Sturm Graz gewinnt gegen den LASK und ist somit neuer Dritter. Situationsgerechtes Umschaltverhalten und wieder einmal eine hervorragende Defensivleistung bringt den Grazern drei Punkte. Die Linzer hatten besonders im Spielaufbau und in der beim Erarbeiten von Torchancen große Probleme.

+ + 90minuten.at Exklusiv + + Eine Spielanalyse von Simon Goigitzer

 

Von Beginn an war das Spiel von sehr vielen Umschaltphasen geprägt. Beide Mannschaften legen einen großen Wert auf ihr Umschaltverhalten nach einem Ballverlust oder nach einer Balleroberung. So ging es vor allem in der ersten Hälfte sehr oft schnell hin und her ohne längere Ballbesitzphasen. Besonders beim SK Sturm Graz änderte sich – im Vergleich zum LASK – dies auch nicht in der zweiten Hälfte. Die Gastgeber hatte pro Ballbesitzphase nur 2.2 Pässe. (Statistik: Wyscout-Plattform) Die Linzer hingegen hatten 3.54, wobei die Gäste in der zweiten Hälfte viel länger den Ball halten konnten und versuchten einen kontrollierten Angriff einzuleiten.

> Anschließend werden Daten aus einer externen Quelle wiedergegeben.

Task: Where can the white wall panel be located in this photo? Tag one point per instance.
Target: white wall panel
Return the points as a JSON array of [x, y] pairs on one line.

Eines der Prinzipien der Grazer ist es, den Ball so schnell wie möglich nach vorne zu spielen und dabei auch noch zu einer Torabschlussmöglichkeit zu kommen. Dies gelang ihnen in diesem Spiel sehr gut. Sturm spielte mehrmals einen hohen Ball aus der ersten Aufbaulinie hinter die gegnerische Abwehr. Solche tiefen Bällen waren immer wieder geeignet für Kelvin Yeboah, der sich durch seine Geschwindigkeit auch gegen die Innenverteidiger der Linzer öfters durchsetzen konnte. Beispielsweise kam der Stürmer in der 21. Minute nach einem hohen Ball hinter die Abwehr von David Nemeth in eine gute Abschlussmöglichkeit. Allerdings kamen die Grazer nicht nur nach hohen Bällen zu Abschlussmöglichkeiten.

 

Hervorragendes Umschaltverhalten

In der bisherigen Saison konnten die Grazer das Umschaltverhalten in die Offensive sehr gut ausführen. Von Spiel zu Spiel wird es immer besser und eine größere Gefahr der Gegner. Besonders die Entscheidungen der Spieler waren oft situationsgerecht, sodass sie immer wieder in die Nähe des Strafraumes kamen und daraufhin auch einige Male zum Abschluss. Was macht jedoch das Umschaltverhalten der Grazer so besonders? Hier eine Beispielszene, die zum Elfmetertor führte. (Abbildung 1)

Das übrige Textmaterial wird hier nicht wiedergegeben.